EL ÁNGEL DE CENTRAL: A LOS 38, DI MARÍA SIGUE HACIENDO MILAGROS
Lucia Gonzalez
Anoche, en Córdoba, Rosario Central perdía 2-0 frente a Talleres y parecía tener todo en contra. El partido se escapaba, la bronca por la eliminación ante Corinthians todavía estaba fresca y el equipo necesitaba una reacción. Y entonces apareció él. Primero desde el punto penal. Después con una definición exquisita tras un centro de Ibarra. Dos goles para levantar a Central de la lona, rescatar un empate y demostrar, una vez más, que hay jugadores que no necesitan demasiado para cambiar la historia de un partido.
Pero decir que Di María marcó dos goles sería quedarse demasiado corto. Fue la figura del partido. Fue el futbolista que pidió la pelota, que intentó, que corrió, que empujó y que se negó a aceptar que Central debía volver de Córdoba con una derrota. A los 38 años, y según sus propias palabras, jugando incluso con dolor, Fideo volvió a jugar como ese pibe que alguna vez soñó con llegar a lo más alto.
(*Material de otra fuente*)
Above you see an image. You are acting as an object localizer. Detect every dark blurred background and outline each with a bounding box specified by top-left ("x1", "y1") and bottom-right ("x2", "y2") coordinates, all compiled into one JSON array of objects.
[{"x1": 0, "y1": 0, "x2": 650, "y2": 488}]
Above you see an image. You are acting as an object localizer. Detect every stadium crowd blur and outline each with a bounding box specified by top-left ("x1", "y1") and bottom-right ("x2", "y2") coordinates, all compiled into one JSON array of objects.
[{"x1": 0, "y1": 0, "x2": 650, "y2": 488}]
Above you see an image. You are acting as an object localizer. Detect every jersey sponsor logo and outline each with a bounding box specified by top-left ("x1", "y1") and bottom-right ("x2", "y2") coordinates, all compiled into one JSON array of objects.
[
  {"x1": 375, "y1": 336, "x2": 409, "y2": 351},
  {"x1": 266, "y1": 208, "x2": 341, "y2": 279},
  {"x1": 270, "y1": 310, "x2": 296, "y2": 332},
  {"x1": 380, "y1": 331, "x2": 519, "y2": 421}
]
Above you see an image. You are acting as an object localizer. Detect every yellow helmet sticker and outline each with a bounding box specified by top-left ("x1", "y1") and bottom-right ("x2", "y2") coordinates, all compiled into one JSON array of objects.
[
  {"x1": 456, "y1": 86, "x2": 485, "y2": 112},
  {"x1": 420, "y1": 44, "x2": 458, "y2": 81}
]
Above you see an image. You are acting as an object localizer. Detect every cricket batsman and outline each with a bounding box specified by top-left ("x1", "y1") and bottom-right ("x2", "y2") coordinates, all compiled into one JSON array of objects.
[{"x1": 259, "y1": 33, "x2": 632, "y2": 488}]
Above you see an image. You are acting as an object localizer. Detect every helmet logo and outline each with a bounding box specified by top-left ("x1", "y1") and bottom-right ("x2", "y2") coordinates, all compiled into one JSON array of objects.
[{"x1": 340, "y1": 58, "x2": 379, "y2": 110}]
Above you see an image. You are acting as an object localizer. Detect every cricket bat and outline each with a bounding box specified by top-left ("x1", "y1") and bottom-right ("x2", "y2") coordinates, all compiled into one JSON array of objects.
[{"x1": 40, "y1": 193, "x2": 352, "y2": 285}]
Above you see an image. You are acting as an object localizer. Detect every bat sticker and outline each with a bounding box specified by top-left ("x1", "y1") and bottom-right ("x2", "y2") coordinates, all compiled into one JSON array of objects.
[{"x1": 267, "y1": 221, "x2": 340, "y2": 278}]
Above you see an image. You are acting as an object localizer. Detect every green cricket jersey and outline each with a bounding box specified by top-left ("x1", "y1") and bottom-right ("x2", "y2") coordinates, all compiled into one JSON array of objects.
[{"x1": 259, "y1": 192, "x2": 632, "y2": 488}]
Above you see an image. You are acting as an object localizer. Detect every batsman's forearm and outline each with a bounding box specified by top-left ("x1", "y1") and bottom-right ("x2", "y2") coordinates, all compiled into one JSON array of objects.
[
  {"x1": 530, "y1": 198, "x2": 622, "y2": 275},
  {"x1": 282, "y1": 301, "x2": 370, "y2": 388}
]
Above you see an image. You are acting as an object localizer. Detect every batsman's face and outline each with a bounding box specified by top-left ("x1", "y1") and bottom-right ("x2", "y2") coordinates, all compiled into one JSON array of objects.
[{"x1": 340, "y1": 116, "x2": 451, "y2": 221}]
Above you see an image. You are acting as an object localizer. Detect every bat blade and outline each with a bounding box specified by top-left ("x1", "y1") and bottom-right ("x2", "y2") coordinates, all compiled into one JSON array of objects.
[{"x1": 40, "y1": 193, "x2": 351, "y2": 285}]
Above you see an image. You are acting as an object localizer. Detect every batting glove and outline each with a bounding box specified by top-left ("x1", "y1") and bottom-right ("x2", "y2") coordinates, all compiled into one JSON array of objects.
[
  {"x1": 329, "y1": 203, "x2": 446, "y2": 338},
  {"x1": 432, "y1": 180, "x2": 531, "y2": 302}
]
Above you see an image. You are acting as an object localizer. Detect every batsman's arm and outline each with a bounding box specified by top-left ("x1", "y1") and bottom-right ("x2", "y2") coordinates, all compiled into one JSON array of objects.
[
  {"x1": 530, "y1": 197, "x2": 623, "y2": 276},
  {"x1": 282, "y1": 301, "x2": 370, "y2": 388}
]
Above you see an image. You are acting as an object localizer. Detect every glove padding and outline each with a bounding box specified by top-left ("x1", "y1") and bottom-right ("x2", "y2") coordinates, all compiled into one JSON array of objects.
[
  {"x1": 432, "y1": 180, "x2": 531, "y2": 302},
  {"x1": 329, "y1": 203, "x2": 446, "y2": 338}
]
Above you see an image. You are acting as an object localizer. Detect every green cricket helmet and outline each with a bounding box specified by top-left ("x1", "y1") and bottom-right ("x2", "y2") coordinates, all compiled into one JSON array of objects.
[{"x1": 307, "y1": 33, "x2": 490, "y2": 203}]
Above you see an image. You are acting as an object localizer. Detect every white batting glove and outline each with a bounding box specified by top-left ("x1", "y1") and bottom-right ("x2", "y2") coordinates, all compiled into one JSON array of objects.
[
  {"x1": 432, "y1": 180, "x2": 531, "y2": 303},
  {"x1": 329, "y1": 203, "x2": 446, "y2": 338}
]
Y ahí está quizás lo más emocionante. Porque Di María ya ganó todo. Fue campeón del mundo, campeón de América, ganó títulos en Europa y construyó una carrera que pocos argentinos pueden igualar. No tiene nada más que demostrarle al fútbol. Pero todavía tiene algo que demostrarle a Central, que mientras tenga fuerzas, va a intentar darle una alegría al club que ama.
“Intento que no se note que tengo 38 años”, dijo después del partido. Y quizás esa frase sea la mejor fotografía de su presente. Porque no se nota. O al menos no cuando el partido lo necesita. No se nota cuando recibe, encara y define. No se nota cuando Central está contra las cuerdas y él aparece dos veces para devolverle la vida.

Central tiene cosas para corregir. Los errores defensivos y la falta de contundencia volvieron a quedar expuestos. El equipo dejó escapar una victoria que, por lo hecho en el segundo tiempo, mereció conseguir. Pero hay algo que nadie puede discutir después de Córdoba, Central tiene a Ángel Di María.
Y quizás por eso se llama Ángel. Porque cuando todo parece perdido, aparece. Porque cuando el equipo necesita una mano, la pone él. Porque a los 38 años todavía puede regalar noches como la de ayer. Porque puede estar lastimado, cansado o atravesando el tramo final de una carrera extraordinaria, pero cuando se pone la camiseta de Central sigue siendo ese pibe que juega con el corazón.
Dos goles. Un empate. Una actuación enorme. Y una sensación que queda flotando después de la noche cordobesa, mientras esté Ángel, Central siempre puede creer.